Further thoughts on Parashat Metzora

by John J. Parsons

According to the sages, tzara'at ("leprosy") was a punishment for evil gossip, or "lashon hara" (לָשׁוֹן הָרָה). In midrashic literature, lashon hara is regarded as equal to idol worship, sexual immorality, and murder, and the one who indulges in it defiles his mouth so that even words of Torah and prayer are corrupted. "From the same mouth come blessing and cursing; brothers, these things ought not to be so" (James 3:10). The sages even go further: "Lashon Hara is worse than murder. One who murders, murders but one; however, one who speaks lashon hara kills three: the one who speaks it, the one who hears it, and the one of whom it is spoken." Lashon hara is likened to "emotional homicide" caused by publicly shaming another. According to the Talmud, the shamed person's face is drained of blood and turns white, and therefore humiliation is called halbanat panim, "whitening the face." Therefore the sages identify the metzora (i.e., leper) with hamotzi ra, "one who brings forth evil," and they stress shemirat ha-lashon (שְׁמִירַת הַלָּשׁוֹן), the "guarding of the tongue," as a central virtue of the righteous.
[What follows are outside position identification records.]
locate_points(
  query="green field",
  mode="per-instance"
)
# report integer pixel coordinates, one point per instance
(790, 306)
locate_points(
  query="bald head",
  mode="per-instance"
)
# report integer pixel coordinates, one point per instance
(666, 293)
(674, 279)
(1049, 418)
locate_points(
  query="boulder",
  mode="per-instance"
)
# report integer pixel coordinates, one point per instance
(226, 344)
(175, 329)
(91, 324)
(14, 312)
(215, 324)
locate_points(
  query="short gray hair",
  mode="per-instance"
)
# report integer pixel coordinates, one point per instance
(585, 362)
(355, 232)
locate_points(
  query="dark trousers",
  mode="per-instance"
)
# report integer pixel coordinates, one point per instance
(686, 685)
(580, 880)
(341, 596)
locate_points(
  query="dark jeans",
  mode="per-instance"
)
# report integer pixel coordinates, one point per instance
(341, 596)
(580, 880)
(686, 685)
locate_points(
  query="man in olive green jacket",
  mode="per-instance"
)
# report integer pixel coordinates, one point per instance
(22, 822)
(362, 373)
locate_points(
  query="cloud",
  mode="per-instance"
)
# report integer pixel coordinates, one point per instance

The story is told of a peddler who used to travel throughout the land crying out, "Who wants to buy the elixir of life?" Huge crowds would draw around him. Rabbi Yannai was sitting and explaining Torah in his room and heard the peddler's calls. So he went to him and asked to purchase some of this elixir. The peddler responded, "Neither you nor people like you require what I have to sell." The rabbi pressed him so that the peddler went to him and took out a book of Psalms reading the verse: "Who is the man that desires life and wants to see good? Keep your tongue from evil!" Rabbi Yannai responded with amazement, "All my life I have read this verse and didn't understand how this was to be explained, until this peddler came and made it clear to me" (Midrash Rabbah). Before he met the peddler, the rabbi thought the verse referred solely to the reward in the world to come, but it never occurred to him that it referred to this life as well. Guarding the tongue promoted health and avoided those stresses that hasten death.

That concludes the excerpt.